- Two towns either side of the French-German border have contrasting economic fortunes
- French Selestat has 7.4% unemployment, compared with 2.8% in German Emmendingen
- French businesses say they envy the lower tax and labor costs across the border
- They fear the burden on French business will increase after the forthcoming election
Emmindingen is a small town in southwest Germany, with about 26,000 people and an enviable unemployment rate of just 2.8% .
But barely 20 miles away, across the French border, the picture is very different. The Alsatian town of Selestat has a similar industrial base, but an unemployment rate of 7.4%. Among young people, the contrast is even starker, with 23% of under-25s unemployed in the French town, compared to 1.8% in Emmendingen.
The differing fortunes of these neighboring border towns illustrate the complaints of many French businesses, as their country heads towards a presidential election.
Anne Leitzgen is the president of SALM Kitchens, a family-run business which has operated since the 1930s, and has one of the largest worktop production lines in Europe.
Despite a commitment to invest in Selestat, she worries about the increased costs of running a firm in France, saying taxes are higher, labor is twice as expensive, and workers' benefits are double those paid in Germany.
Leitzgen says she is concerned the next French government will tax companies like hers out of business. "We are afraid money will be taken from our companies, and afraid that taxes will increase a lot and the situation will become bad for companies our size ," she says.
Further, she says, the "relationship between the unions is more constructive and easier in Germany."
Across the border is the workplace of Emmanuel Foyer, a Frenchman who lives in his homeland but commutes to work in Emmendingen. Foyer, the sales manager for plastics industry solutions provider Braunform, believes a German focus on the long-term is behind the current success.
"In Germany, for sure, we are thinking of the long-term. In a company like this, [there's a] huge focus on training and the future of our employees," he says. "The approach in Germany to keep workers in times of low-load level means we were ready when the economy restarted."

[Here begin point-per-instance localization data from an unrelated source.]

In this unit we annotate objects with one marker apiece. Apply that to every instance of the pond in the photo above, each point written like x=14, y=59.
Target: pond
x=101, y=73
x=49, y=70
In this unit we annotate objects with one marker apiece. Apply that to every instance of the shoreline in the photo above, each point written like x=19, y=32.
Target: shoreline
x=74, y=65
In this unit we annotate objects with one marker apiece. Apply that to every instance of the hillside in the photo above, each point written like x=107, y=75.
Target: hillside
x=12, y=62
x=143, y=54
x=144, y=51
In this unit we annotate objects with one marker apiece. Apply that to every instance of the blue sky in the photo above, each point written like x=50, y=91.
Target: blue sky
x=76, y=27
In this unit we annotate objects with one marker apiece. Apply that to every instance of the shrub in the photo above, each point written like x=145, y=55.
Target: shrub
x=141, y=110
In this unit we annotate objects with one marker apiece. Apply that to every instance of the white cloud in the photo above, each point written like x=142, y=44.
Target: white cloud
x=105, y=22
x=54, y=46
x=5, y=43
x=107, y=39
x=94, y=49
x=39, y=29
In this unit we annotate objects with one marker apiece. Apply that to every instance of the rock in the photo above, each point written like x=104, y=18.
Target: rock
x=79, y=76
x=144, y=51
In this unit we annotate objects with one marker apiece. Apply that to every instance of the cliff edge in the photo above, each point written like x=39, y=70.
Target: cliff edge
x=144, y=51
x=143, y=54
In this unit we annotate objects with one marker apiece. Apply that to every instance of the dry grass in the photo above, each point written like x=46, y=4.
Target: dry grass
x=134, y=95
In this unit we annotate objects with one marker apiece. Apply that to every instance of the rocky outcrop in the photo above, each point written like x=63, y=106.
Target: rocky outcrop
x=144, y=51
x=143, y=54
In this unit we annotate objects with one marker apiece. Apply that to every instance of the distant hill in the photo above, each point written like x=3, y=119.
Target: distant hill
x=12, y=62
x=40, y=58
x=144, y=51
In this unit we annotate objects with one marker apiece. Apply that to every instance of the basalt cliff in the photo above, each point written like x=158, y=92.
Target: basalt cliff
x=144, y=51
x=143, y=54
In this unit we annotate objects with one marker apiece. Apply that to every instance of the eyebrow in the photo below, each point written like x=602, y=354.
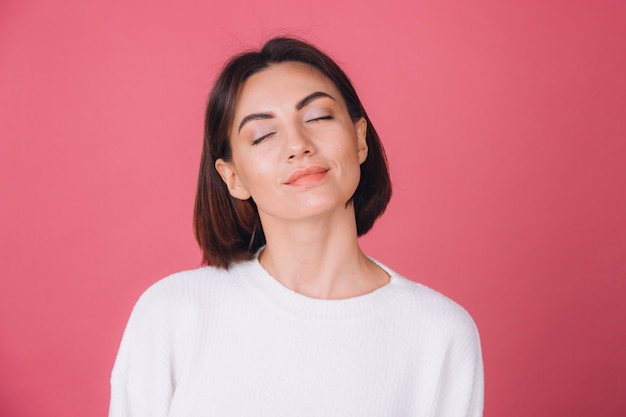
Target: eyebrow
x=305, y=101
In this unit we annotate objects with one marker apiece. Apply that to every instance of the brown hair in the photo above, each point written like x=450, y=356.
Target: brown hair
x=228, y=229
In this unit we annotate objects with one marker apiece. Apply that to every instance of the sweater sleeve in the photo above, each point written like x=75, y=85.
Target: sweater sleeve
x=142, y=380
x=461, y=386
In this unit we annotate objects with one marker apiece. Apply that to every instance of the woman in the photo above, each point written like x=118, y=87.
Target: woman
x=292, y=319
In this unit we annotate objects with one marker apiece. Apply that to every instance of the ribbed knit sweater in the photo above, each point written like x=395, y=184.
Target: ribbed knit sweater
x=212, y=342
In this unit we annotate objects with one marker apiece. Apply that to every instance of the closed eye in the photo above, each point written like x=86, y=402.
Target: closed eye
x=262, y=138
x=320, y=118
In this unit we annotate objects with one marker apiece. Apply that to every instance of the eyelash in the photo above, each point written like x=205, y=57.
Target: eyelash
x=262, y=138
x=321, y=118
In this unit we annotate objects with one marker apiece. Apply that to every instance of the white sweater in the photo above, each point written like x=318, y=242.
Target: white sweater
x=211, y=342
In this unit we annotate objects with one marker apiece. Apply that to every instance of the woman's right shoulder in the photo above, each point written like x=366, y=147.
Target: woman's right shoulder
x=187, y=288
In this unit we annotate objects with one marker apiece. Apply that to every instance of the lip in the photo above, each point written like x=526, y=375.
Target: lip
x=307, y=175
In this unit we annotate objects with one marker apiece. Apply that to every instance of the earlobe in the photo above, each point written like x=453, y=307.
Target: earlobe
x=231, y=179
x=360, y=127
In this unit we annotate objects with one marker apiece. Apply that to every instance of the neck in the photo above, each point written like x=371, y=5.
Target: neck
x=320, y=258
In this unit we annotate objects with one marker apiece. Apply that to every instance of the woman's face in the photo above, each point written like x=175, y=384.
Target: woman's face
x=295, y=149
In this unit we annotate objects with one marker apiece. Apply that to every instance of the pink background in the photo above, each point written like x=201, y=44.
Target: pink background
x=504, y=123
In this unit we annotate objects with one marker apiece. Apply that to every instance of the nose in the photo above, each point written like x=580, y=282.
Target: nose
x=299, y=145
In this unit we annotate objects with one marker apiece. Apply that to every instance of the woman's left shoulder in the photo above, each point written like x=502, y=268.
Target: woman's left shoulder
x=431, y=306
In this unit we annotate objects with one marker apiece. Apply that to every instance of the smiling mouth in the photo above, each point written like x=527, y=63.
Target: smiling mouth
x=307, y=176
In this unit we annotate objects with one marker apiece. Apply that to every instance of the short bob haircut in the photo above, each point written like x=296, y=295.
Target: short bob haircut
x=228, y=229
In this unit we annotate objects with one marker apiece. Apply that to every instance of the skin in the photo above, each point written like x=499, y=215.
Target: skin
x=297, y=153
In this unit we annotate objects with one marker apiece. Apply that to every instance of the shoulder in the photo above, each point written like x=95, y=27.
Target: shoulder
x=187, y=290
x=430, y=308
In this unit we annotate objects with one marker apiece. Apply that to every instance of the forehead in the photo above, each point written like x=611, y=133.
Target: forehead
x=282, y=84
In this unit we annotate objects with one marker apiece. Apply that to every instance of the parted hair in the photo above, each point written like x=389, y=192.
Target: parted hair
x=228, y=229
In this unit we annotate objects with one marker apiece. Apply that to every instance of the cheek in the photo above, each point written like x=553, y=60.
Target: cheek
x=254, y=173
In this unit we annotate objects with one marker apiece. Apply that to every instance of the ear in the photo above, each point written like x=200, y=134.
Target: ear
x=360, y=127
x=231, y=179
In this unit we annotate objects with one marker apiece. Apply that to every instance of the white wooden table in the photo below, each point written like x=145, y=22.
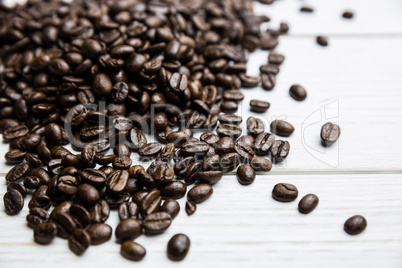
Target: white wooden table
x=355, y=81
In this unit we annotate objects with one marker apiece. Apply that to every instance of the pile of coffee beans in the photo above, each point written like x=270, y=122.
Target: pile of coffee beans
x=111, y=75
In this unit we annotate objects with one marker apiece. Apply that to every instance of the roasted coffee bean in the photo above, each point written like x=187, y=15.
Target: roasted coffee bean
x=156, y=223
x=258, y=106
x=128, y=210
x=285, y=192
x=132, y=251
x=322, y=41
x=79, y=241
x=261, y=164
x=45, y=232
x=330, y=133
x=308, y=203
x=229, y=162
x=171, y=207
x=229, y=130
x=13, y=202
x=191, y=207
x=297, y=92
x=128, y=230
x=173, y=190
x=244, y=150
x=200, y=193
x=245, y=174
x=282, y=128
x=99, y=233
x=150, y=149
x=255, y=126
x=355, y=225
x=178, y=247
x=117, y=181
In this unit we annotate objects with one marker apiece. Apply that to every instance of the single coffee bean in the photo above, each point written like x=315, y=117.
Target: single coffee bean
x=99, y=233
x=170, y=206
x=297, y=92
x=200, y=193
x=261, y=164
x=308, y=203
x=45, y=232
x=178, y=247
x=191, y=207
x=322, y=41
x=128, y=230
x=355, y=225
x=282, y=128
x=132, y=251
x=156, y=223
x=245, y=174
x=79, y=241
x=285, y=192
x=258, y=106
x=330, y=134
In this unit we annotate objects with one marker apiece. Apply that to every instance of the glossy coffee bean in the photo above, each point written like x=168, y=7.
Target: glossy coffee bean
x=178, y=247
x=308, y=203
x=285, y=192
x=355, y=225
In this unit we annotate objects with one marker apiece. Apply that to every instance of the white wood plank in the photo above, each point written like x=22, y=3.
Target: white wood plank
x=243, y=226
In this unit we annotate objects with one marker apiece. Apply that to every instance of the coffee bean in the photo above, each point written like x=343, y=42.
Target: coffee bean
x=178, y=247
x=261, y=164
x=297, y=92
x=156, y=223
x=13, y=202
x=330, y=133
x=79, y=241
x=191, y=207
x=308, y=203
x=322, y=41
x=282, y=128
x=258, y=106
x=245, y=174
x=132, y=251
x=128, y=230
x=200, y=193
x=263, y=143
x=99, y=233
x=45, y=232
x=285, y=192
x=355, y=225
x=170, y=206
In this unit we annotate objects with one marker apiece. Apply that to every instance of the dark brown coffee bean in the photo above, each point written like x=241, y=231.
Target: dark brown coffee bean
x=282, y=128
x=191, y=207
x=245, y=174
x=171, y=207
x=322, y=40
x=156, y=223
x=258, y=106
x=355, y=225
x=132, y=251
x=297, y=92
x=200, y=193
x=285, y=192
x=13, y=202
x=79, y=241
x=308, y=203
x=128, y=230
x=45, y=232
x=99, y=233
x=330, y=133
x=178, y=247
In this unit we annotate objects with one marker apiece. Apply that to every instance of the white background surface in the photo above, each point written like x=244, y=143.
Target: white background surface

The trade-off for German workers is less job security, no national, fixed minimum wage, and less extensive social protections for the unemployed.

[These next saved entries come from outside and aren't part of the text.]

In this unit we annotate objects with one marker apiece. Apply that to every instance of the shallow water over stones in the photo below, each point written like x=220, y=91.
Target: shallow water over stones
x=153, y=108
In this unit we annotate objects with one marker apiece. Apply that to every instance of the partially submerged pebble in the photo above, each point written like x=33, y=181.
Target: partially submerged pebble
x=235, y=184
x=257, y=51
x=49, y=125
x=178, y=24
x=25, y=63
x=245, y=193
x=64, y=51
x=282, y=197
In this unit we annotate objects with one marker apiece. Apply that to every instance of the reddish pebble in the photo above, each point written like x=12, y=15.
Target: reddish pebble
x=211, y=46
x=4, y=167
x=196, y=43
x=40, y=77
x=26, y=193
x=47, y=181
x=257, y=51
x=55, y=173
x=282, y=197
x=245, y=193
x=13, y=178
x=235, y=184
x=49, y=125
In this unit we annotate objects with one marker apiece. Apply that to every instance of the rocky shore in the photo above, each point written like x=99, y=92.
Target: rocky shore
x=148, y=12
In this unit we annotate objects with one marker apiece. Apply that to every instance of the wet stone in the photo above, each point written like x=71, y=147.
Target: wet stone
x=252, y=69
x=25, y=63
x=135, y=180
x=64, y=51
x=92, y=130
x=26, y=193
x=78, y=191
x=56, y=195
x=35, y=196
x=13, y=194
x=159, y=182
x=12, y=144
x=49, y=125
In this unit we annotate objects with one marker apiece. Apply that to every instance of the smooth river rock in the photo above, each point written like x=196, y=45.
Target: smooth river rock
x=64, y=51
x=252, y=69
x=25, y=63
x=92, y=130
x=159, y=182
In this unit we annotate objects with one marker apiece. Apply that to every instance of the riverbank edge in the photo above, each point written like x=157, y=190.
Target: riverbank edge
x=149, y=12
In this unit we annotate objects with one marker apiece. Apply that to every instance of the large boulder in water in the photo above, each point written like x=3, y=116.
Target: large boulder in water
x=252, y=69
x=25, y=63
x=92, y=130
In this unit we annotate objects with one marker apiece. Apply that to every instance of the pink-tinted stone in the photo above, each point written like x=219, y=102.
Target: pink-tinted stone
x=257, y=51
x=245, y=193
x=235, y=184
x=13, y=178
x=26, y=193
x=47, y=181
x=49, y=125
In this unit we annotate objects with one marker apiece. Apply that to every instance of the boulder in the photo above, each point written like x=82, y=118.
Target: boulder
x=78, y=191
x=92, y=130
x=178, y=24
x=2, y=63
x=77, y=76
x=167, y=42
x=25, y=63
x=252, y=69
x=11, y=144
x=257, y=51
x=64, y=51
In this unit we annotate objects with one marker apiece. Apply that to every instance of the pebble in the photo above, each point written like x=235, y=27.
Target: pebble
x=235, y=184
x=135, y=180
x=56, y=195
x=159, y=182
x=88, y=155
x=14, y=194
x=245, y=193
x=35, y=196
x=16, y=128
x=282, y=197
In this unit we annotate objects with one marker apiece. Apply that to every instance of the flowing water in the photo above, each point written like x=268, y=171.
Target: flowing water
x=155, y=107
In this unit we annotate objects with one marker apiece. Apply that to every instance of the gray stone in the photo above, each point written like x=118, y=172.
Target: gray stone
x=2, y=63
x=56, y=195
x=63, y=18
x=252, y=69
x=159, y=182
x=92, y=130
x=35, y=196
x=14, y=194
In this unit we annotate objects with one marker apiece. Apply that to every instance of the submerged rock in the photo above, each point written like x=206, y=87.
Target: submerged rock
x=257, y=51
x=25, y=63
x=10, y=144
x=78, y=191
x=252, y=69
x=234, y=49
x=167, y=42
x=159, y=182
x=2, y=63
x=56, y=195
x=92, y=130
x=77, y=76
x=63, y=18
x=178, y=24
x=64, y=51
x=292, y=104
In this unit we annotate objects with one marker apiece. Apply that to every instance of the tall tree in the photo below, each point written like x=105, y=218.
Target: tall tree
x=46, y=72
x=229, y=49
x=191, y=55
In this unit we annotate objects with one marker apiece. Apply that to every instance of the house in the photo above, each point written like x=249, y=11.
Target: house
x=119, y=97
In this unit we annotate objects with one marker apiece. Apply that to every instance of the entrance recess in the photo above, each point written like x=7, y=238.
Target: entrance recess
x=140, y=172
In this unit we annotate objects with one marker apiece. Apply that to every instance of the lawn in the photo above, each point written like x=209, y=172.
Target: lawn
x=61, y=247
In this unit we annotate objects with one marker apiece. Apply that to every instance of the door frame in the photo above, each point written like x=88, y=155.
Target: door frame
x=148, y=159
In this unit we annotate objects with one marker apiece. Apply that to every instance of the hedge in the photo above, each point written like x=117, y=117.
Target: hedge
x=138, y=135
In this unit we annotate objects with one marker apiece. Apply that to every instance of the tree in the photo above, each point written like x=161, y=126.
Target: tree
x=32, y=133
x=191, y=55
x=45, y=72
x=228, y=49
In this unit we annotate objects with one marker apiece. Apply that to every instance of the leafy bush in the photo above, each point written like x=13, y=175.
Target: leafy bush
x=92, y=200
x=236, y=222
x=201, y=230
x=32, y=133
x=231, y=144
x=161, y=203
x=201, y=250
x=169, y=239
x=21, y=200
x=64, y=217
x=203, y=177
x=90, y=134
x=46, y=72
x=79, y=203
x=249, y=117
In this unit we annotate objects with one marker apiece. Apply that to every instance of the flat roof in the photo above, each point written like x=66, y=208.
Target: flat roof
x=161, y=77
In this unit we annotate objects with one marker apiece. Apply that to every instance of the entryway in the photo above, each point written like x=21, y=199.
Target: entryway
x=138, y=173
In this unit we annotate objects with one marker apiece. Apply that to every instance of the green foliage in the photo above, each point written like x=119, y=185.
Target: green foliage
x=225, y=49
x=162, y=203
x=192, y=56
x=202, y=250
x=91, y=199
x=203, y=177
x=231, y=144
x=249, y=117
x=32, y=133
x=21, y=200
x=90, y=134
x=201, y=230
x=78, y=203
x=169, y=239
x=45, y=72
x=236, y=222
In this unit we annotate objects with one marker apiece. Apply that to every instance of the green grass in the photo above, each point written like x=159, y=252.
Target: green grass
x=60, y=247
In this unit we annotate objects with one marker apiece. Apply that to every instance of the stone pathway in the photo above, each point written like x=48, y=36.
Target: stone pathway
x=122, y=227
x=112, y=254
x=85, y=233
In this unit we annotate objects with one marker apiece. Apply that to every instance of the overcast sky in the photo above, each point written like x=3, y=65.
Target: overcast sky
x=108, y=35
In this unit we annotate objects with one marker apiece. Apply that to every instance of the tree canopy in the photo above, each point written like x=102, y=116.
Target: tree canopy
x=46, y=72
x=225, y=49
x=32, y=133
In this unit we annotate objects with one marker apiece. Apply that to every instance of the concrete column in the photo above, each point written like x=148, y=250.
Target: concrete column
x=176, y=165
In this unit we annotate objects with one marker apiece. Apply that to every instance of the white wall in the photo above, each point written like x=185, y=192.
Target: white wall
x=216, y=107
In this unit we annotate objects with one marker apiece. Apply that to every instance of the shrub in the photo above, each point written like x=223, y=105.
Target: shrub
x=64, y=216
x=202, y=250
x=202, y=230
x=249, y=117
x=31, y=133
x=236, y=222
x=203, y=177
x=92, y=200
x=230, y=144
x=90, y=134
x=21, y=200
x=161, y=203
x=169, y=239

But the mayor of Selestat, Marcel Bauer, says it is time for France to make these changes to regain its economic competitiveness.
"As soon as the next president is in office -- be it the one we've got or a new one -- I sincerely hope that jobs reforms will be put in place immediately," he says. "The system needs to be more flexible. There is a lot that must change, starting with the mindset of employers and employees."